Nationwide demonstrations to save net neutrality, FCC set to vote on plan to eliminate it

Thousands of people are demonstrating across the country today in front of Verizon stores. On December 14 the Federal Communications Commission will vote on a proposed plan to eliminate net neutrality. (KOMO News) 

SHORELINE, Wash. -- Thousands of people demonstrated across the country Thursday in front of Verizon stores to save net neutrality. On December 14, the Federal Communications Commission will vote on a proposed plan to eliminate net neutrality.

Armed with signs, demonstrators in Shoreline say they are fighting for what is right.

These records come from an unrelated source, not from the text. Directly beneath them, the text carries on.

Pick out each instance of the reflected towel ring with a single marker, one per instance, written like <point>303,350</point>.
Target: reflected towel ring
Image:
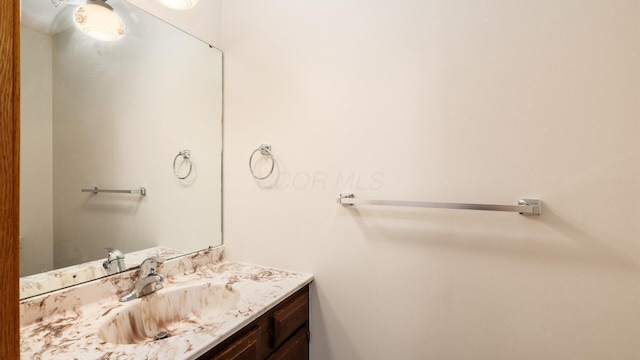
<point>186,156</point>
<point>265,149</point>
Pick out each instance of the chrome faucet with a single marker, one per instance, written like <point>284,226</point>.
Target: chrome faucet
<point>148,280</point>
<point>115,261</point>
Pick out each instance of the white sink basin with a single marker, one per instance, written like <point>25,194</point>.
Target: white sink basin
<point>171,310</point>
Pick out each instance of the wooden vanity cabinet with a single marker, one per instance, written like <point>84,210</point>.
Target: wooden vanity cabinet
<point>282,333</point>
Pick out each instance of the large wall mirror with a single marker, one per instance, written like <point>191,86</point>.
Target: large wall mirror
<point>116,115</point>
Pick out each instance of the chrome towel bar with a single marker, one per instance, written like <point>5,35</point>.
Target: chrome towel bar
<point>524,207</point>
<point>141,191</point>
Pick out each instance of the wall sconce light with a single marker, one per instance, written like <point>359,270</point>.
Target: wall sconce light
<point>98,20</point>
<point>179,4</point>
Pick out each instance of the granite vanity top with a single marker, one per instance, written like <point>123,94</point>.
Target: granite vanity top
<point>72,275</point>
<point>67,324</point>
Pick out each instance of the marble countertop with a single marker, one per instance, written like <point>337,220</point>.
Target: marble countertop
<point>72,275</point>
<point>66,324</point>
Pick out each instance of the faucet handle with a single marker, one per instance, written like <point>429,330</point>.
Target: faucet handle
<point>114,254</point>
<point>149,265</point>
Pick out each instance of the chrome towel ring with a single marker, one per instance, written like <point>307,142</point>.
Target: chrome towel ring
<point>186,156</point>
<point>264,149</point>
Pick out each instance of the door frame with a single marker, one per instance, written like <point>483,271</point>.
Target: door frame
<point>9,179</point>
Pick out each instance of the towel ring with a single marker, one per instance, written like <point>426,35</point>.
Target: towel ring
<point>264,149</point>
<point>186,156</point>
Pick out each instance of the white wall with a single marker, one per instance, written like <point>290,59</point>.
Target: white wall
<point>36,182</point>
<point>119,122</point>
<point>202,21</point>
<point>461,101</point>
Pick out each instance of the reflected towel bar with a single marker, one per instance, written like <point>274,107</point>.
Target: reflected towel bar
<point>141,191</point>
<point>524,207</point>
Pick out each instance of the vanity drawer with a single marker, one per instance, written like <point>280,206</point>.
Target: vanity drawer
<point>245,348</point>
<point>281,333</point>
<point>296,348</point>
<point>288,318</point>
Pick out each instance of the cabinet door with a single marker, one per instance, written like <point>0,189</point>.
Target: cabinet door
<point>296,348</point>
<point>244,348</point>
<point>288,318</point>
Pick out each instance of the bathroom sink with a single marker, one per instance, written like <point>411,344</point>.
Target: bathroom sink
<point>171,311</point>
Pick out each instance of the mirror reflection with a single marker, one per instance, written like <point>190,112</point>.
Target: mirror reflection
<point>116,115</point>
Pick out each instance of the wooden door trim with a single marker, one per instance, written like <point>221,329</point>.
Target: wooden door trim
<point>9,178</point>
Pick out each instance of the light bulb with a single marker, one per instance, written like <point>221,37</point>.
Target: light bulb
<point>98,20</point>
<point>179,4</point>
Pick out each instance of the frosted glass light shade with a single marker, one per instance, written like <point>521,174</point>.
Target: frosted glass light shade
<point>179,4</point>
<point>98,20</point>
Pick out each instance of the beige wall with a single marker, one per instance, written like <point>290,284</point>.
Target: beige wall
<point>36,190</point>
<point>461,101</point>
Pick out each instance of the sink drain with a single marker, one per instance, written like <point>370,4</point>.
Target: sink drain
<point>162,335</point>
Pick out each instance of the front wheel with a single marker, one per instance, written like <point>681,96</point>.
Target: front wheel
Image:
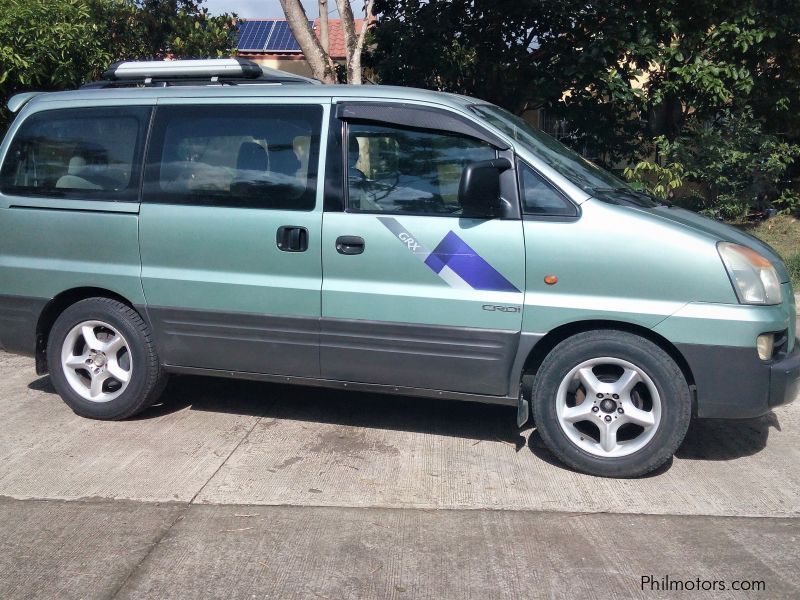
<point>611,403</point>
<point>102,360</point>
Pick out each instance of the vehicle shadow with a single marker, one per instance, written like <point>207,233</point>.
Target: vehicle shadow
<point>727,439</point>
<point>707,439</point>
<point>319,405</point>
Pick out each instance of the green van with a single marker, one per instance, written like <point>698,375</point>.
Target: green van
<point>217,218</point>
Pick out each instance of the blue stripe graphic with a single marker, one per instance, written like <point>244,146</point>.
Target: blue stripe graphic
<point>455,253</point>
<point>457,256</point>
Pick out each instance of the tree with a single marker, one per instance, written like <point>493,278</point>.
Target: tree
<point>315,51</point>
<point>59,44</point>
<point>621,73</point>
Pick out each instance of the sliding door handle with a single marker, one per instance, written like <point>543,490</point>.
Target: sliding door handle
<point>349,244</point>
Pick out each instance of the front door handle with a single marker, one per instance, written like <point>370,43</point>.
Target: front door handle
<point>349,244</point>
<point>292,238</point>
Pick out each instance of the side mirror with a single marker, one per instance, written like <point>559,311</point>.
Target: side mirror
<point>479,188</point>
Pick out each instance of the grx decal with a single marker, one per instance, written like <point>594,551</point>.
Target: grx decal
<point>453,260</point>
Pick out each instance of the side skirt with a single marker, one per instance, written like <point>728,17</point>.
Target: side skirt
<point>346,385</point>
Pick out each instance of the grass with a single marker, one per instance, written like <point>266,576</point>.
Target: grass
<point>783,234</point>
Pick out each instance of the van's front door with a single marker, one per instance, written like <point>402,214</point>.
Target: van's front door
<point>414,294</point>
<point>230,236</point>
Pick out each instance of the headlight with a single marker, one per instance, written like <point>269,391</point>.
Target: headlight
<point>753,276</point>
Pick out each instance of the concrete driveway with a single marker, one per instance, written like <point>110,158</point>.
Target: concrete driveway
<point>240,490</point>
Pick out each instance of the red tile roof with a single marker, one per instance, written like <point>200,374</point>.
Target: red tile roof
<point>337,48</point>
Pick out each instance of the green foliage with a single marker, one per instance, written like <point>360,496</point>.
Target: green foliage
<point>622,74</point>
<point>735,166</point>
<point>60,44</point>
<point>793,266</point>
<point>659,180</point>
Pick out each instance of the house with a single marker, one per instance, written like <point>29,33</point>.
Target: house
<point>270,42</point>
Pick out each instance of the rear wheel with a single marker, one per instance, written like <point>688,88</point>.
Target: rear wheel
<point>611,403</point>
<point>102,360</point>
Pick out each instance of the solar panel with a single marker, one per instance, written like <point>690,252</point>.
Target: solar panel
<point>281,39</point>
<point>253,35</point>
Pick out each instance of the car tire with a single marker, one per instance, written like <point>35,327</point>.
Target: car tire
<point>611,403</point>
<point>102,360</point>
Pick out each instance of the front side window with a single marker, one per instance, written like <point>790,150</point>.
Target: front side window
<point>540,198</point>
<point>81,153</point>
<point>400,170</point>
<point>235,156</point>
<point>568,163</point>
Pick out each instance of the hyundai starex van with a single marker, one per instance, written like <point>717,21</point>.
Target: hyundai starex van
<point>217,218</point>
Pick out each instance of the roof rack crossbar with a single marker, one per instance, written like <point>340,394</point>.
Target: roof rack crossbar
<point>223,71</point>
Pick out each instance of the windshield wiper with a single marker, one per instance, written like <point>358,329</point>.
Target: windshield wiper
<point>636,195</point>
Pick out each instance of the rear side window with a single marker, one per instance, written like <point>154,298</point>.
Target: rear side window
<point>399,170</point>
<point>235,156</point>
<point>80,153</point>
<point>540,198</point>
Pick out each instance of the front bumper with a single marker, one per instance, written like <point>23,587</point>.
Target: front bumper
<point>733,383</point>
<point>784,383</point>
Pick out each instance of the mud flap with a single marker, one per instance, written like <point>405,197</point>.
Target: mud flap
<point>523,409</point>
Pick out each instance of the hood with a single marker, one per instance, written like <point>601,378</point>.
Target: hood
<point>719,230</point>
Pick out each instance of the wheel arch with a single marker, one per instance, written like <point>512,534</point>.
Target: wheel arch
<point>554,337</point>
<point>57,305</point>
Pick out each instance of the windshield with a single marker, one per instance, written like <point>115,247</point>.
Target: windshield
<point>568,163</point>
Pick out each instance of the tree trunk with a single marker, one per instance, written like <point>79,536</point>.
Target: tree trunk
<point>354,43</point>
<point>323,26</point>
<point>322,66</point>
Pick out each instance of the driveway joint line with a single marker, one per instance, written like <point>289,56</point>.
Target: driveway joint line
<point>227,458</point>
<point>115,593</point>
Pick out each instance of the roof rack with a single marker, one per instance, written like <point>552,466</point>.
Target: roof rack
<point>220,71</point>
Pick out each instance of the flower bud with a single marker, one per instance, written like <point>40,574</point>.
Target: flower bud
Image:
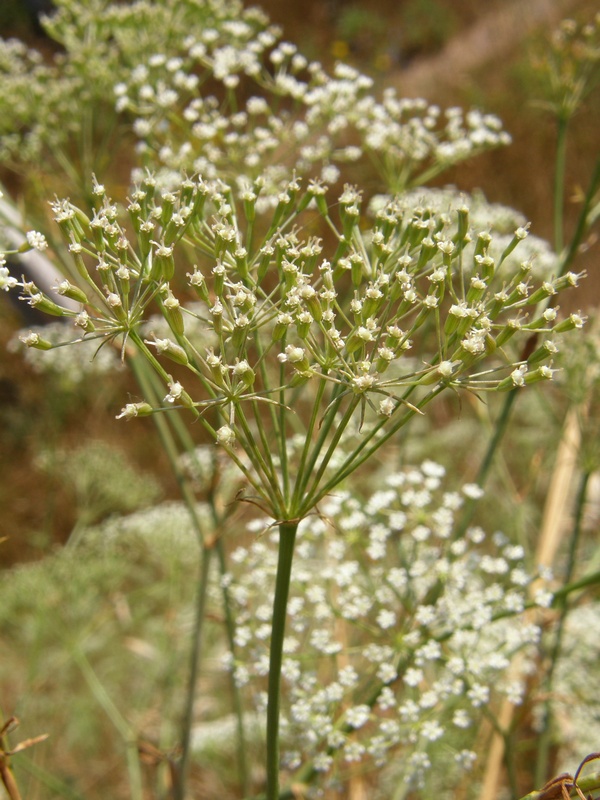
<point>67,289</point>
<point>132,410</point>
<point>34,340</point>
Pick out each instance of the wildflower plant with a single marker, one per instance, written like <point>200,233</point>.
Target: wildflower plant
<point>400,636</point>
<point>301,340</point>
<point>289,313</point>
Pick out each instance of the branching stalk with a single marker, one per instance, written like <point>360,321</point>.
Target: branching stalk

“I’m here to defend our internet and our access to open information,” Tyler Siceloff said.

“This access to the internet, access to social media that all of us have come to expect. I believe we all have a right to have equal access,” Janet Way said.

Coast to coast, thousands of people on Thursday say they are fighting to save net neutrality.

“This internet belongs to the people and it does not belong to few internet providers such as Google or Verizon or others or the cable companies who basically want to set up gatekeepers on the internet and charge us a lot of money,” said demonstrator Terri Suess.

Protesters are demonstrating in front of Verizon stores because the current FCC chairman used to work for the company as legal counsel.

The FCC is set to vote next week to repeal rules that require internet service providers to treat all websites equally.

Hanson Hosein, director of the Communication Leadership program at the University of Washington, explained the big picture.

“The previous administration has said that broadband should be considered a utility. It’s that essential and we are going to regulate it as such. This administration is saying now we got to deregulate it so that people who actually control the infrastructure have more incentive to provide more products,” Hosein said.

“The concept of the internet is supposed to be this globally, democratically accessible information resource. The concern is it goes away if these monopolistic providers such as Comcast have the opportunity to charge and treat traffic differently,” Hosein said. “There's a fear that if net neutrality goes away, companies will abuse their position.”

On Wednesday, Gov. Jay Inslee sent a letter to the Federal Communications Commission urging them to reject the proposal to repeal net neutrality.

Inslee also shared a video clip on Twitter:

“We have freedom of speech in this nation. And we ought to have a principal of equal and unfettered access to the internet,” Inslee said.

Below is the statement from Michael Schutzler, CEO of the Washington Technology Industry Association (WTIA):

“I commend those who are protesting across the country today. This isn’t just a consumer issue. Startups, VC investors, and large companies are also very concerned. ISPs will be able to pick the winners and losers among companies using the internet. There is a mountain of evidence that the current rules do not stifle innovation—any such claims are absurd. If the FCC proceeds as expected, the new rules will disrupt the balance of power that makes the internet an economic engine for our country.”